Clinically significant drug interactions between antiretroviral and co-prescribed drugs in HIV infected patients: retrospective cohort study
Introduction. There are limited data on human immunodeficiency viruses (HIV) infected people in the UAE and the Gulf region. This study aimed at assessing the prevalence and risk factors for potential clinically significant drug interactions (CSDIs) in a cohort of 181 HIV infected people in Dubai.
Methods. A retrospective study was conducted at the outpatient infectious diseases clinic of Rashid hospital. Consecutive HIV seropositive people on anti-retroviral therapy (ART) were included. All potential CSDIs were analyzed and classified using Liverpool HIV drug interactions database.

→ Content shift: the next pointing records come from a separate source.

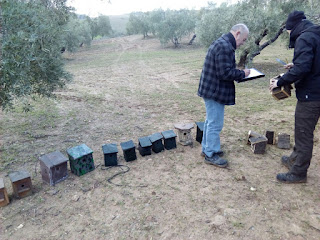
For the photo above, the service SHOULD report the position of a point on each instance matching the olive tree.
(31, 35)
(175, 25)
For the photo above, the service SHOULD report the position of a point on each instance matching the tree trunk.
(263, 46)
(193, 38)
(244, 56)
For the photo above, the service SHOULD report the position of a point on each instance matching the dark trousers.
(306, 118)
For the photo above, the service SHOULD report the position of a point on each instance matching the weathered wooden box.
(258, 144)
(145, 146)
(156, 140)
(283, 141)
(54, 167)
(169, 139)
(282, 92)
(110, 154)
(270, 135)
(184, 133)
(21, 183)
(257, 141)
(199, 135)
(4, 199)
(129, 151)
(81, 159)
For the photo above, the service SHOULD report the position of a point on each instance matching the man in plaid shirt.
(217, 89)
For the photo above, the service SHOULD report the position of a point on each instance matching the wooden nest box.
(129, 151)
(81, 159)
(54, 167)
(110, 154)
(199, 136)
(156, 140)
(169, 139)
(21, 183)
(281, 92)
(144, 146)
(4, 199)
(184, 133)
(258, 142)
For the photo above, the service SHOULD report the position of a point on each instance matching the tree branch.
(263, 46)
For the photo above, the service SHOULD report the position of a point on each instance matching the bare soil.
(126, 88)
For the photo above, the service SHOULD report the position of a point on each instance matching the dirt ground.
(126, 88)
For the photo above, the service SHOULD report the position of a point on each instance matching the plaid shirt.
(219, 71)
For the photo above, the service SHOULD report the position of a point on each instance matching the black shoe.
(216, 161)
(219, 153)
(287, 161)
(291, 178)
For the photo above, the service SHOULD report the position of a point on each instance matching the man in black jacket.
(217, 89)
(305, 74)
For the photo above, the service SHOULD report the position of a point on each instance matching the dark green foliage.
(264, 18)
(31, 61)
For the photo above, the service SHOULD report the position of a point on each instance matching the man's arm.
(303, 58)
(225, 66)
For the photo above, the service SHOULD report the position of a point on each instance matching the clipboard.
(254, 74)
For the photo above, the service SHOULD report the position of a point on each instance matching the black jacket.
(305, 38)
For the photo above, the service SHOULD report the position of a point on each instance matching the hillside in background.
(118, 23)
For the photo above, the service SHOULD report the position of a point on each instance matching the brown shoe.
(220, 154)
(287, 161)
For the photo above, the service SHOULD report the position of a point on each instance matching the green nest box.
(144, 146)
(156, 140)
(169, 139)
(110, 154)
(81, 160)
(129, 150)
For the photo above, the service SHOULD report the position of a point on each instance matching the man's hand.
(246, 72)
(273, 83)
(288, 66)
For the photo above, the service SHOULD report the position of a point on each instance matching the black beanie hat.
(294, 18)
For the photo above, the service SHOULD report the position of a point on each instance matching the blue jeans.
(212, 127)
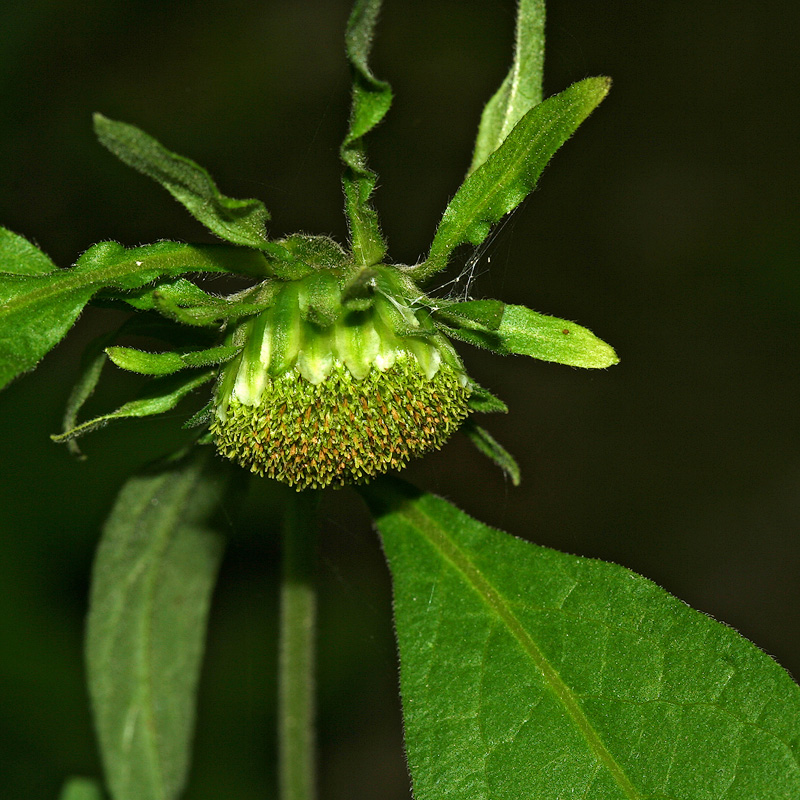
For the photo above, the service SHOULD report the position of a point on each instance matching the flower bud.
(323, 394)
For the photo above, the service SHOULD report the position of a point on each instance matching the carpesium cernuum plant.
(524, 672)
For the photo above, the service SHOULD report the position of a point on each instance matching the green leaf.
(528, 673)
(81, 789)
(528, 333)
(522, 88)
(483, 401)
(491, 448)
(510, 173)
(481, 315)
(37, 310)
(237, 221)
(151, 587)
(371, 101)
(162, 395)
(167, 363)
(19, 257)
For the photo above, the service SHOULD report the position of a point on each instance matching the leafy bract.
(237, 221)
(169, 362)
(492, 449)
(371, 101)
(522, 88)
(151, 586)
(37, 309)
(162, 395)
(81, 789)
(529, 673)
(19, 257)
(510, 173)
(524, 332)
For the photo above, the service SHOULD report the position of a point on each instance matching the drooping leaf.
(237, 221)
(371, 101)
(529, 673)
(151, 586)
(492, 449)
(37, 309)
(480, 315)
(162, 395)
(81, 789)
(93, 360)
(510, 173)
(169, 362)
(528, 333)
(185, 302)
(522, 88)
(19, 257)
(482, 401)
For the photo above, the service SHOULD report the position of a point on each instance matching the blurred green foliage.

Results. Nucleoside reverse transcriptase inhibitors (NRTIs) and integrase strand transfer inhibitors (INSTIs) were the most frequently used antiretroviral agents (ARVs), while the most common (non-ARV) were cardiovascular medication followed by antilipidemic statins. A total of 140 potential CSDIs were found in nearly half (n=86, 47.5%) of the 181 included HIV persons. Of the 140 potential CSDIs, 27 (19%) were of weak clinical relevance, 108 (77%) were of potential clinical relevance, and 5 (4%) were of contraindicated clinical relevance interactions. Moreover, 52 (37.14%) of CSDIs were between two ARVs and 88 (62.85%) were between ARV and non-ARV drugs. In the univariate analysis, age, dyslipidemia, number of medications, analgesics use, statin use, supplement intake, time since diagnosis of HIV, number of ART, and use of a protease inhibitor (PI) were significant. In the logistic regression, factors independently associated with CSDIs were the number of medications (odds ratio [OR] 1.165, 95% CI 1.021-1.329, P = 0.023) and the time since diagnosis of HIV (OR 1.156, 95% CI 1.008-1.327, P = 0.038).
Conclusion. The frequency of CSDIs between ART and co-medications is high in HIV seropositive people. Awareness of the risk factors may assist clinicians to recognize and manage CSDIs.